Esigenze di motivazione del ricorso (coazione sessuale; principio "in dubio pro reo")

6B_258/2026Entscheid vom 30.04.2026StrafprozessOriginalsprache: DE

Zusammenfassung

Sachverhalt

Die Strafappellationsinstanz des Kantons Tessin sprach A.________ am 3. März 2026 in Abänderung des erstinstanzlichen Freispruchs der sexuellen Noetigung schuldig. Dagegen erhob er Beschwerde in Strafsachen an das Bundesgericht und rügte willkuerliche Sachverhaltsfeststellung und Beweiswuerdigung sowie eine Verletzung des Grundsatzes in dubio pro reo. Streitpunkt war, ob diese Rügen den Begruendungsanforderungen des BGG genuegten.

Erwägungen

Das Bundesgericht hielt fest, dass eine Beschwerde nach Art. 42 BGG in gedrängter Form aufzeigen muss, inwiefern der angefochtene Entscheid Recht verletzt, und dass bei Willkuerrügen nach Art. 9 BV besonders strenge Begruendungsanforderungen gelten.

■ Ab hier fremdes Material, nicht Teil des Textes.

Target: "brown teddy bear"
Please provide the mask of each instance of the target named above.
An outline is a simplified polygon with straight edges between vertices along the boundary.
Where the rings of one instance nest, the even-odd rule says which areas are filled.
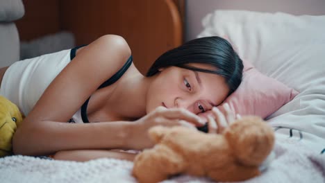
[[[156,143],[134,160],[140,182],[157,182],[180,173],[215,181],[242,181],[260,174],[259,166],[274,143],[272,128],[257,116],[238,119],[221,134],[188,128],[156,126],[149,136]]]

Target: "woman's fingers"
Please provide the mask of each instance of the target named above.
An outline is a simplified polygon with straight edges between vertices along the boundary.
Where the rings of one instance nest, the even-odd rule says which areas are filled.
[[[203,125],[205,122],[199,116],[182,108],[160,108],[156,109],[158,116],[164,116],[169,119],[179,119],[193,123],[195,126]]]
[[[235,121],[235,112],[231,109],[231,107],[228,103],[224,105],[224,110],[226,111],[226,118],[227,123],[230,124]]]
[[[236,114],[236,118],[237,118],[237,119],[242,119],[242,116],[240,116],[240,114]]]
[[[208,132],[210,133],[210,134],[217,133],[217,130],[218,127],[217,125],[217,123],[215,122],[215,119],[211,116],[208,116]]]
[[[193,125],[192,123],[188,123],[188,121],[184,121],[184,120],[179,120],[178,121],[178,124],[180,124],[182,126],[185,126],[185,127],[188,127],[188,128],[192,128],[192,129],[195,129],[197,130],[197,128],[195,128],[195,125]]]
[[[220,110],[218,110],[217,107],[213,107],[212,110],[212,113],[216,117],[216,123],[217,126],[217,130],[218,132],[222,132],[224,131],[224,128],[228,126],[227,121],[226,119],[226,117],[224,115],[220,112]]]

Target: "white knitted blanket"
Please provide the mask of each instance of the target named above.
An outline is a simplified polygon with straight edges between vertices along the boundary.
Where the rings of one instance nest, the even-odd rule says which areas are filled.
[[[268,168],[244,182],[325,182],[325,154],[303,147],[296,140],[277,141]],[[131,162],[114,159],[74,162],[17,155],[0,159],[0,182],[136,182],[132,167]],[[211,182],[182,175],[163,182]]]

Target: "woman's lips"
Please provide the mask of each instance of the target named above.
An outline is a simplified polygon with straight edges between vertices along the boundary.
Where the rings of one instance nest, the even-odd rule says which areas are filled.
[[[165,105],[164,103],[162,103],[162,106],[164,106],[164,107],[166,107],[166,108],[168,108],[168,107],[166,106],[166,105]]]

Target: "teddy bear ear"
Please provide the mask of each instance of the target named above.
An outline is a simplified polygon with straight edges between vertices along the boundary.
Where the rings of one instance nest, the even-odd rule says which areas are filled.
[[[149,129],[149,135],[155,143],[159,143],[169,129],[162,125],[154,126]]]

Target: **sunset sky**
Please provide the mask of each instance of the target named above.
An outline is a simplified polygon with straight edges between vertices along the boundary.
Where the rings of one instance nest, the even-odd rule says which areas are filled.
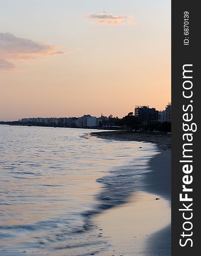
[[[170,0],[0,3],[0,120],[171,101]]]

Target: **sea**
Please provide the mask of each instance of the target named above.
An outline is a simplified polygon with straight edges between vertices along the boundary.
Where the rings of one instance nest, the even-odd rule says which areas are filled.
[[[100,131],[100,130],[99,130]],[[103,255],[94,217],[144,189],[154,144],[0,125],[0,255]]]

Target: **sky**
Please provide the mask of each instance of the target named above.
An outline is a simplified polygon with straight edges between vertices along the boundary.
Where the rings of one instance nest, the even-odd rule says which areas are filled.
[[[171,101],[170,0],[0,0],[0,120]]]

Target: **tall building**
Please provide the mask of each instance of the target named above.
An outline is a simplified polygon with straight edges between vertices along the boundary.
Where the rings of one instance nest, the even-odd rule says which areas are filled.
[[[168,102],[166,106],[164,114],[164,122],[171,122],[172,105],[171,102]]]
[[[164,122],[164,113],[165,113],[164,110],[158,111],[158,122]]]
[[[135,106],[135,116],[138,117],[144,124],[150,122],[158,122],[158,111],[149,106]]]

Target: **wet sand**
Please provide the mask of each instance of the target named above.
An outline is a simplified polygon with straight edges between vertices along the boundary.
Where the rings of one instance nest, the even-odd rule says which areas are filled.
[[[171,136],[167,133],[112,131],[92,132],[90,134],[92,136],[107,140],[154,143],[162,150],[170,150],[171,147]]]
[[[103,237],[110,243],[102,255],[170,256],[170,135],[123,131],[91,135],[105,139],[152,142],[158,148],[159,154],[149,161],[151,172],[146,175],[144,190],[133,193],[126,204],[95,217],[103,229]]]

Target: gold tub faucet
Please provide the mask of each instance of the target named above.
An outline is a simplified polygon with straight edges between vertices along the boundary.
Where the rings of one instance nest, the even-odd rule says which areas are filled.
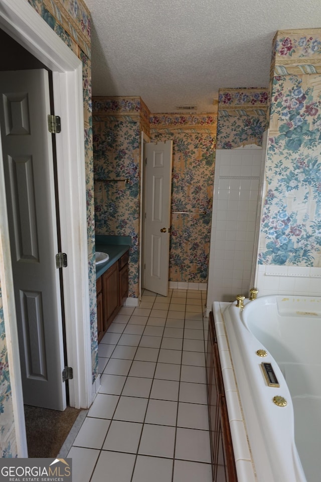
[[[237,295],[236,296],[236,306],[237,308],[244,307],[244,300],[245,297],[244,295]]]

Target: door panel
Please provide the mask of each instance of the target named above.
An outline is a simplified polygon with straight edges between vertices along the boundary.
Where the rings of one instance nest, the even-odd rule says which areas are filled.
[[[0,73],[0,122],[24,402],[66,408],[48,73]]]
[[[173,142],[147,143],[145,170],[144,287],[167,296]]]

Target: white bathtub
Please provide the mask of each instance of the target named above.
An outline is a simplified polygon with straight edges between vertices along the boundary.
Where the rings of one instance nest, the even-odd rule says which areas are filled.
[[[262,297],[243,310],[229,304],[222,315],[257,480],[319,482],[321,298]],[[279,388],[268,386],[262,362]]]

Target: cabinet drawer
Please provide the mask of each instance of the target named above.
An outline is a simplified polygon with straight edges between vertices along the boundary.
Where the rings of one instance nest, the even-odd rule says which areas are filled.
[[[101,287],[102,287],[102,284],[101,284],[101,276],[100,278],[98,278],[98,280],[96,282],[96,291],[97,292],[97,295],[99,293],[100,293],[100,292],[101,291]]]
[[[121,269],[122,268],[126,265],[128,262],[128,260],[129,259],[129,252],[126,251],[126,253],[122,255],[121,258],[119,260],[119,269]]]

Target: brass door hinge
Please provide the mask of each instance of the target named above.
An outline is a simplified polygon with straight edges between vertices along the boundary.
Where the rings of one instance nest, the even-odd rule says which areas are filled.
[[[60,117],[59,115],[48,115],[48,130],[52,134],[59,134],[61,132]]]

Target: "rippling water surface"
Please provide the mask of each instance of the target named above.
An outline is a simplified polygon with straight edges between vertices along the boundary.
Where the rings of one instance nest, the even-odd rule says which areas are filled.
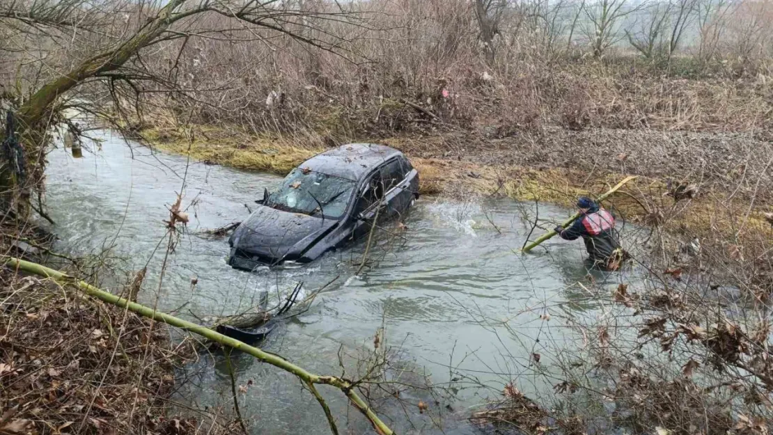
[[[374,250],[378,261],[359,276],[362,243],[311,264],[247,273],[226,264],[226,239],[197,233],[246,218],[263,189],[271,190],[279,177],[189,164],[184,157],[152,152],[109,133],[101,138],[101,146],[92,147],[83,158],[73,159],[61,148],[49,155],[47,196],[60,237],[58,248],[79,253],[109,248],[126,270],[147,264],[140,301],[158,303],[162,310],[191,319],[193,314],[204,318],[239,312],[254,306],[263,291],[277,294],[298,281],[314,289],[335,278],[308,311],[286,322],[263,345],[309,371],[340,374],[339,353],[356,355],[371,348],[383,325],[389,345],[400,349],[402,366],[438,384],[465,378],[451,386],[458,390],[455,400],[443,399],[439,406],[444,413],[465,416],[468,407],[501,390],[511,375],[522,389],[546,386],[525,374],[529,355],[545,345],[545,337],[553,343],[575,338],[564,335],[559,321],[540,320],[545,312],[541,307],[549,306],[554,314],[594,315],[576,284],[587,274],[581,242],[551,240],[533,255],[512,253],[530,230],[522,213],[533,216],[533,205],[422,197],[405,220],[407,229],[387,229],[399,236],[385,237]],[[181,190],[190,223],[166,260],[159,286],[167,243],[162,221]],[[563,220],[569,213],[540,206],[540,219]],[[192,286],[194,277],[198,284]],[[630,277],[596,274],[596,278],[607,280],[611,288]],[[543,363],[550,364],[549,358],[546,354]],[[236,359],[238,382],[254,382],[243,397],[243,412],[252,420],[255,433],[329,433],[318,405],[297,381],[251,358]],[[352,358],[344,360],[353,369]],[[230,383],[221,359],[203,358],[196,368],[199,374],[182,389],[181,400],[202,407],[222,403]],[[411,382],[421,379],[405,376]],[[471,379],[493,389],[462,388],[470,386]],[[431,399],[422,394],[407,393],[403,399],[414,403]],[[325,396],[345,420],[347,410],[339,395]],[[383,415],[396,419],[391,423],[403,433],[438,430],[426,415],[410,408],[410,418],[405,419],[404,412],[396,403],[383,405]],[[352,433],[369,430],[362,422],[352,425]],[[460,423],[446,423],[444,429],[472,430]]]

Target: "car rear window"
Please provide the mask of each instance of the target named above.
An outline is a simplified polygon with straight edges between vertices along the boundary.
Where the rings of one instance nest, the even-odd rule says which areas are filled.
[[[389,161],[381,168],[381,179],[386,190],[389,190],[403,181],[405,175],[413,169],[410,163],[403,156]]]

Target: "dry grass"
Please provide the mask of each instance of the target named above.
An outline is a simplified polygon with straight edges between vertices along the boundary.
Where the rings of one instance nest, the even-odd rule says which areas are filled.
[[[239,134],[223,136],[211,127],[197,128],[192,134],[175,127],[155,127],[143,131],[142,134],[153,147],[190,155],[199,161],[280,175],[287,175],[301,161],[322,151],[296,146],[281,137]]]
[[[209,420],[169,413],[195,350],[165,325],[12,270],[0,281],[0,432],[192,434]]]

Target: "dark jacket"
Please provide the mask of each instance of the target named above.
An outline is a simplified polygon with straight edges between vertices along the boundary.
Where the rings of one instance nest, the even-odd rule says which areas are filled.
[[[615,218],[604,209],[591,209],[577,218],[571,226],[560,233],[565,240],[582,237],[585,249],[594,263],[603,263],[612,257],[615,250],[620,247],[615,232]]]

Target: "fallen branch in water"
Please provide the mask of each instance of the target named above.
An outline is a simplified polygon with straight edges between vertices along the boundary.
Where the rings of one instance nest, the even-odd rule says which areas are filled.
[[[608,192],[606,192],[606,193],[604,193],[604,195],[601,195],[601,196],[599,196],[598,198],[597,198],[597,199],[596,199],[596,201],[597,201],[598,202],[601,202],[601,201],[604,201],[604,199],[607,199],[607,198],[608,198],[608,197],[609,195],[611,195],[611,194],[613,194],[613,193],[615,193],[615,192],[617,192],[618,189],[620,189],[621,187],[622,187],[623,185],[625,185],[625,183],[627,183],[627,182],[630,182],[631,180],[632,180],[632,179],[634,179],[634,178],[636,178],[636,175],[631,175],[631,176],[628,176],[628,177],[625,177],[625,178],[623,178],[623,181],[621,181],[621,182],[620,182],[619,183],[618,183],[618,184],[617,184],[617,185],[615,185],[615,187],[613,187],[612,189],[610,189],[610,190],[609,190]],[[580,212],[577,212],[574,213],[574,215],[572,216],[572,217],[569,218],[569,219],[567,219],[567,220],[566,222],[564,222],[564,223],[562,223],[562,224],[561,224],[561,226],[563,226],[564,228],[566,228],[566,227],[569,226],[570,226],[570,225],[571,225],[571,224],[572,224],[572,223],[573,223],[573,222],[574,222],[574,221],[575,221],[575,220],[576,220],[576,219],[577,219],[578,217],[580,217]],[[533,248],[534,248],[535,246],[537,246],[537,245],[539,245],[540,243],[541,243],[544,242],[545,240],[547,240],[550,239],[550,237],[553,237],[553,236],[555,236],[556,234],[558,234],[558,233],[556,233],[556,232],[555,232],[554,230],[553,230],[553,229],[551,229],[550,231],[548,231],[547,233],[546,233],[543,234],[542,236],[539,236],[539,237],[537,238],[537,240],[534,240],[533,242],[532,242],[531,243],[530,243],[530,244],[529,244],[528,246],[524,246],[524,247],[523,247],[523,250],[521,250],[521,252],[523,252],[523,253],[526,253],[526,252],[529,252],[529,251],[530,251],[530,250],[533,250]]]
[[[267,362],[271,365],[278,367],[282,370],[295,375],[307,386],[313,384],[325,384],[332,386],[341,390],[341,392],[346,396],[346,398],[349,399],[349,403],[352,403],[352,405],[353,405],[360,413],[362,413],[369,421],[370,421],[370,423],[373,426],[376,433],[381,435],[392,435],[394,433],[386,423],[381,421],[381,419],[376,415],[376,413],[374,413],[370,406],[364,400],[363,400],[359,395],[354,391],[354,387],[356,387],[356,385],[350,381],[347,381],[337,376],[322,376],[311,373],[307,372],[305,369],[295,365],[279,355],[266,352],[258,348],[250,346],[247,343],[231,338],[230,337],[227,337],[223,334],[220,334],[209,328],[196,325],[195,323],[182,320],[166,313],[158,311],[153,308],[137,304],[136,302],[131,302],[111,293],[97,288],[85,281],[70,277],[66,274],[60,272],[59,270],[46,267],[41,264],[13,257],[6,257],[4,263],[5,266],[12,267],[14,270],[23,270],[29,274],[34,274],[41,277],[51,278],[60,284],[71,284],[86,294],[96,297],[104,302],[112,304],[121,308],[126,308],[130,311],[141,316],[152,318],[156,321],[161,321],[170,326],[179,328],[183,331],[197,334],[205,338],[216,342],[225,346],[229,346],[232,348],[240,350],[257,358],[257,359],[260,359],[261,361],[263,361],[264,362]],[[317,400],[319,401],[321,396],[316,397],[316,395],[315,396]],[[320,403],[322,404],[322,402],[320,402]],[[323,410],[325,411],[325,416],[328,418],[328,423],[331,425],[331,428],[335,427],[335,422],[330,420],[332,416],[329,413],[329,409],[325,410],[325,406],[323,406]]]
[[[232,222],[228,225],[224,225],[220,228],[216,228],[214,229],[205,229],[202,231],[203,234],[211,234],[213,236],[223,236],[228,234],[231,231],[237,229],[237,226],[241,225],[240,222]]]

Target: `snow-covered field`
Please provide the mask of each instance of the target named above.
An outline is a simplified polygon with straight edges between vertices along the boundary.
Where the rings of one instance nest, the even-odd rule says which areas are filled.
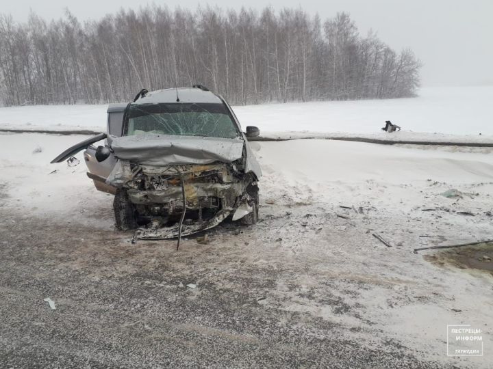
[[[93,188],[80,154],[81,163],[73,168],[65,163],[49,163],[60,151],[83,138],[0,135],[0,189],[3,192],[0,197],[2,211],[14,219],[8,221],[14,222],[12,226],[42,219],[49,222],[49,230],[73,229],[71,232],[76,233],[68,241],[70,247],[77,243],[84,245],[74,262],[84,260],[88,263],[86,268],[93,270],[88,255],[97,252],[99,243],[84,241],[92,239],[91,236],[76,230],[105,234],[99,236],[111,237],[122,249],[139,249],[139,246],[129,243],[131,234],[114,232],[112,196]],[[488,150],[451,152],[317,139],[252,145],[264,172],[260,182],[259,223],[238,236],[212,231],[214,241],[210,247],[215,251],[205,254],[193,238],[185,240],[183,258],[187,252],[201,260],[219,249],[235,254],[241,250],[242,257],[253,263],[252,273],[260,273],[255,271],[255,266],[265,262],[285,271],[274,287],[262,290],[267,298],[259,303],[263,308],[255,314],[302,314],[305,320],[299,324],[308,336],[327,334],[317,328],[321,323],[316,320],[322,319],[336,325],[331,329],[336,329],[342,339],[359,342],[365,349],[397,350],[393,346],[385,348],[387,344],[382,342],[399,342],[399,355],[419,358],[424,366],[435,362],[444,366],[488,367],[493,359],[493,339],[485,326],[493,322],[493,279],[487,273],[475,276],[460,269],[439,268],[412,252],[427,245],[492,238],[493,224],[488,212],[492,208],[493,156]],[[451,189],[464,195],[447,198],[441,195]],[[354,206],[357,211],[340,206]],[[436,210],[422,211],[429,208]],[[461,211],[474,216],[461,215]],[[25,232],[27,236],[33,231],[27,228]],[[372,236],[374,232],[389,241],[392,247],[380,243]],[[56,234],[51,230],[36,234],[49,239]],[[248,247],[242,247],[244,243]],[[159,247],[160,253],[174,252],[173,241],[151,245]],[[153,252],[152,247],[147,252]],[[105,252],[97,252],[99,258],[107,258]],[[207,274],[211,277],[197,283],[220,283],[228,293],[244,291],[241,292],[246,294],[244,298],[251,298],[249,288],[238,284],[243,277],[233,284],[213,278],[214,270],[228,265],[225,260],[236,260],[223,257],[204,260],[211,269]],[[120,265],[115,266],[118,273],[125,273],[122,271],[128,266],[112,258],[108,262],[116,262]],[[99,275],[97,270],[92,275]],[[202,293],[206,293],[207,287],[202,288]],[[341,306],[347,311],[341,312]],[[282,324],[291,329],[290,321]],[[485,356],[447,357],[448,324],[483,328]]]
[[[262,135],[267,137],[323,133],[391,139],[493,142],[492,101],[493,86],[427,87],[414,98],[268,104],[233,109],[242,126],[257,126]],[[0,128],[103,131],[107,107],[0,108]],[[385,120],[401,126],[403,131],[394,135],[381,132],[380,128]]]
[[[442,138],[475,141],[481,137],[493,142],[491,101],[493,87],[462,87],[423,89],[414,99],[268,105],[235,110],[243,126],[257,125],[264,131],[283,135],[309,131],[388,137],[379,131],[390,119],[407,131],[396,137],[430,137],[440,132]],[[0,124],[1,128],[103,130],[105,109],[84,105],[1,108]],[[425,133],[413,136],[410,131]],[[483,135],[479,136],[479,133]],[[120,316],[101,301],[111,301],[112,307],[125,310],[131,303],[127,295],[131,298],[135,290],[155,287],[157,282],[147,276],[157,275],[159,291],[165,293],[154,292],[151,297],[142,295],[131,303],[146,305],[154,301],[153,309],[160,314],[153,316],[152,309],[137,309],[138,316],[129,315],[128,319],[147,321],[149,326],[132,325],[132,334],[144,337],[151,331],[153,337],[167,337],[166,329],[156,330],[159,325],[171,321],[176,327],[175,321],[186,316],[187,327],[199,327],[201,334],[211,342],[217,337],[229,340],[231,344],[214,346],[227,347],[227,355],[233,357],[240,354],[229,348],[238,340],[249,342],[242,347],[253,345],[255,349],[260,346],[251,342],[268,344],[279,357],[283,357],[282,350],[304,357],[312,353],[314,342],[333,338],[330,345],[323,341],[317,346],[322,360],[317,362],[333,364],[330,360],[335,356],[329,348],[335,347],[345,353],[345,359],[334,361],[340,364],[338,367],[348,366],[344,364],[351,358],[369,352],[375,361],[368,364],[362,359],[364,362],[357,361],[353,366],[378,366],[381,357],[388,367],[491,368],[492,275],[439,267],[412,252],[419,247],[493,238],[491,149],[423,149],[321,139],[252,142],[264,173],[260,182],[259,223],[243,228],[242,233],[233,233],[223,226],[211,231],[210,245],[200,245],[190,238],[183,241],[183,252],[177,253],[174,241],[134,245],[129,242],[130,233],[114,230],[112,196],[94,189],[86,176],[81,153],[76,167],[49,164],[61,151],[85,137],[0,133],[1,227],[5,233],[11,228],[21,230],[1,241],[5,249],[0,248],[0,253],[5,254],[0,254],[0,265],[5,270],[0,273],[0,284],[10,284],[0,290],[13,297],[0,302],[0,311],[12,308],[9,316],[18,315],[18,326],[23,321],[46,319],[42,310],[21,307],[25,300],[36,306],[38,295],[45,297],[43,293],[51,291],[52,299],[60,301],[60,314],[65,314],[49,323],[55,327],[53,339],[71,337],[60,322],[68,321],[77,307],[82,307],[79,314],[84,323],[74,328],[82,337],[77,346],[93,352],[90,342],[107,337],[93,335],[98,331],[94,327],[105,324],[108,312]],[[442,195],[453,189],[462,195]],[[59,239],[62,233],[69,235],[67,240]],[[392,247],[383,245],[372,233],[390,242]],[[45,245],[45,240],[48,246],[37,245]],[[10,251],[4,251],[10,246]],[[70,252],[64,254],[64,248]],[[28,262],[21,262],[18,256]],[[31,256],[36,262],[31,262]],[[161,260],[171,262],[164,268]],[[190,263],[196,263],[193,269],[189,268]],[[41,287],[25,286],[29,293],[18,290],[14,277],[22,279],[22,271],[31,267],[34,273],[43,271],[36,277],[43,281]],[[81,276],[76,286],[80,290],[75,295],[60,282],[71,280],[73,273]],[[186,291],[177,289],[181,280],[178,275],[195,278],[190,282],[199,286],[196,295],[186,295]],[[145,282],[142,275],[147,278]],[[266,284],[257,284],[257,279]],[[111,284],[115,280],[118,284]],[[108,287],[101,299],[97,293],[87,292],[93,288],[89,286],[94,284],[91,281],[97,281],[95,291],[115,287]],[[131,283],[140,284],[125,284]],[[220,293],[216,295],[218,290]],[[210,311],[206,308],[210,301],[214,301]],[[184,305],[190,314],[181,313]],[[103,312],[92,314],[97,308]],[[179,314],[166,315],[175,308]],[[218,309],[221,314],[218,315]],[[195,311],[201,313],[196,315]],[[22,318],[26,312],[32,314],[31,320]],[[216,323],[217,316],[229,325],[225,328]],[[274,323],[266,330],[265,322],[271,319]],[[257,320],[262,322],[258,330]],[[484,330],[483,357],[446,356],[446,325],[457,324]],[[123,326],[116,329],[119,332]],[[17,325],[7,327],[9,335],[18,333]],[[30,326],[24,329],[20,330],[22,337],[38,337],[38,331]],[[40,337],[42,342],[44,338]],[[342,342],[340,346],[336,339]],[[59,341],[57,350],[71,355],[75,349],[65,346],[68,340]],[[188,352],[191,342],[173,340],[173,345],[186,347],[187,357],[199,357],[198,346]],[[9,340],[8,344],[14,345],[12,342],[15,340]],[[31,342],[32,347],[42,344]],[[136,352],[147,353],[151,348]],[[101,360],[110,366],[125,364]]]

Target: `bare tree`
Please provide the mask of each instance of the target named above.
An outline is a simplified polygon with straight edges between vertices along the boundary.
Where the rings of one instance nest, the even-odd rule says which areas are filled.
[[[421,63],[346,13],[151,5],[81,24],[0,15],[0,105],[125,101],[201,83],[234,104],[412,96]]]

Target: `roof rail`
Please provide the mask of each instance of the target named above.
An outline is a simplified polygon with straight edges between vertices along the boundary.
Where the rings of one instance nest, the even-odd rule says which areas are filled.
[[[209,91],[209,89],[207,87],[206,87],[205,86],[203,86],[202,85],[192,85],[192,87],[199,88],[202,91]]]

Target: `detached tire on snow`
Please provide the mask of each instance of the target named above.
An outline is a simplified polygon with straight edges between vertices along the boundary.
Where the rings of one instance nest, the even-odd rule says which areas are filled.
[[[115,225],[118,230],[128,230],[137,228],[135,206],[130,202],[126,191],[116,190],[113,200],[113,210],[115,213]]]
[[[246,193],[250,195],[249,205],[252,207],[252,211],[241,218],[240,222],[244,226],[253,226],[257,223],[258,219],[258,187],[256,185],[249,186],[246,188]]]

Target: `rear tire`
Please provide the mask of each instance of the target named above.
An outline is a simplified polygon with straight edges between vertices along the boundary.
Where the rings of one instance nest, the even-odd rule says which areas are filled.
[[[249,205],[251,206],[252,211],[241,218],[240,222],[244,226],[253,226],[257,223],[257,220],[258,219],[258,187],[256,185],[249,186],[246,188],[246,193],[250,195]]]
[[[130,202],[127,191],[116,190],[113,200],[113,210],[115,213],[115,226],[118,230],[134,230],[137,228],[136,208]]]

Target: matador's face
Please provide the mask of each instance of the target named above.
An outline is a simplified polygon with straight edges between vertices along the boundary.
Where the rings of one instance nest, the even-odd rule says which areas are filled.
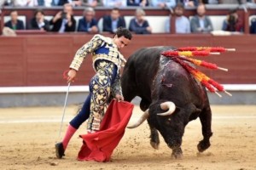
[[[125,38],[124,36],[118,37],[117,35],[113,37],[113,42],[116,44],[119,49],[123,48],[130,43],[131,40]]]

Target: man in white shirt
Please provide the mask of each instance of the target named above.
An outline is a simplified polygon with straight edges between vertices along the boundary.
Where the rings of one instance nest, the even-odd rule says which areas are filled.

Wer Willkuer geltend macht, muss sich konkret mit den Erwägungen der Vorinstanz auseinandersetzen und punktgenau darlegen, weshalb deren Beweiswuerdigung unhaltbar sein soll; bloss appellatorische Kritik oder die Gegenueberstellung einer eigenen Sichtweise genuegt nicht. Der Beschwerdefuehrer beschränkte sich im Wesentlichen darauf, die erstinstanzliche Beweiswuerdigung jener der Vorinstanz entgegenzuhalten, ohne die detaillierten Erwägungen des kantonalen Urteils substanziiert als willkuerlich auszuweisen. Auch sein Hinweis auf in dubio pro reo half nicht weiter, weil dieser Grundsatz bei Sachverhalts- und Beweisfragen nicht ueber das Willkuerverbot hinausgeht und die entsprechende Rüge ebenfalls ungenuegend begruendet war.

Entscheid

Das Bundesgericht trat auf die Beschwerde nicht ein. Damit blieb die vorinstanzliche Verurteilung wegen sexueller Noetigung bestehen.